Tip: If you want to share a single file from the host machine to the container you need to explicitly list the files entire path. Additionally, you will need to make sure the file exists on the host machine because if the file does not exist it will create a folder with the file name on the container.

Now let’s create a shared volume between two containers. This volume is Ephemeral and will only exist when the containers are running.

• Command: docker run –ti –v /shared-data ubuntu bash

Tip: The –v parameter used in this case will create a shared folder on the container NOT on the host.
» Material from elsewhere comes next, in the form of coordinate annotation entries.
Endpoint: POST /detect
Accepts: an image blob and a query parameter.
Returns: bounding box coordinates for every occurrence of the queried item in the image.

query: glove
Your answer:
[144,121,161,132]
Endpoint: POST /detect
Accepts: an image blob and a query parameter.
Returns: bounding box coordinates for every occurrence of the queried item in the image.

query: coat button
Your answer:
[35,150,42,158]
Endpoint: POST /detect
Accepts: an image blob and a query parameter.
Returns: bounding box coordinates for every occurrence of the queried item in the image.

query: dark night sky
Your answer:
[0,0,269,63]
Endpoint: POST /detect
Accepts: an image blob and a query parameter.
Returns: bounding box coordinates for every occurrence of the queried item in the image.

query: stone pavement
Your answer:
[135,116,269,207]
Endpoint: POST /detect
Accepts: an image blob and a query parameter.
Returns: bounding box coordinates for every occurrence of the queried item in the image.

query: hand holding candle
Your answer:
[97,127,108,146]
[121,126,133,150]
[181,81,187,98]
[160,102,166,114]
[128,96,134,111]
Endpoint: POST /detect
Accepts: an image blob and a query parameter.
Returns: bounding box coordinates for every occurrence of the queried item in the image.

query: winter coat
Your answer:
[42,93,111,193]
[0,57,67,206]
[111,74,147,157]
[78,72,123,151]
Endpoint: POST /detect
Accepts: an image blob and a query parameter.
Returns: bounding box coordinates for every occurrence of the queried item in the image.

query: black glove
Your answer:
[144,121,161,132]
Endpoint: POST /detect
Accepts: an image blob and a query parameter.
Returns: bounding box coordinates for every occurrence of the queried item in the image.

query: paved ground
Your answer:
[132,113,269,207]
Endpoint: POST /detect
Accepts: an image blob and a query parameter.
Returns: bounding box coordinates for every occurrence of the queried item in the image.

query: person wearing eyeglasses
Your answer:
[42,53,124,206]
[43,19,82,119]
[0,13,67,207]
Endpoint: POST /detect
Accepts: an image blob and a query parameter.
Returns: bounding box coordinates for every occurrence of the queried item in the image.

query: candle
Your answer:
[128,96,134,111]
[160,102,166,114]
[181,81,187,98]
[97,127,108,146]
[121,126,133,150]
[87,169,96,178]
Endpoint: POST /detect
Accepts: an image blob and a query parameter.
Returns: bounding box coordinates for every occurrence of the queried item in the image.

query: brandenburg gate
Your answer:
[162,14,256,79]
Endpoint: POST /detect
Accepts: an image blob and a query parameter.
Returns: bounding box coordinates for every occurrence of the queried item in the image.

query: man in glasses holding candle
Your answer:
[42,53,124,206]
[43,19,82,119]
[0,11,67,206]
Put some data in the share-data folder by running the following command on the container:

• Command: echo hello-world > /shared-data/data-file Now let’s start up another container.
• Command: docker run –ti –volumes-from [container_name] ubuntu bash

If you navigate to that file on the second container you will see the data. You can update the data-file and it will get updated on the first container. When both container stops it will get removed from both containers but if one container stops even if it’s the first container the shared folder will still exist on the second container. Only when all containers using that shared folder stop then the shared volume will get deleted.

Now we are just scratching the surface of what docker can do and it upcoming blogs we will take a deeper dive into what docker. I hope you enjoyed reading this blog and I will see you in the next one.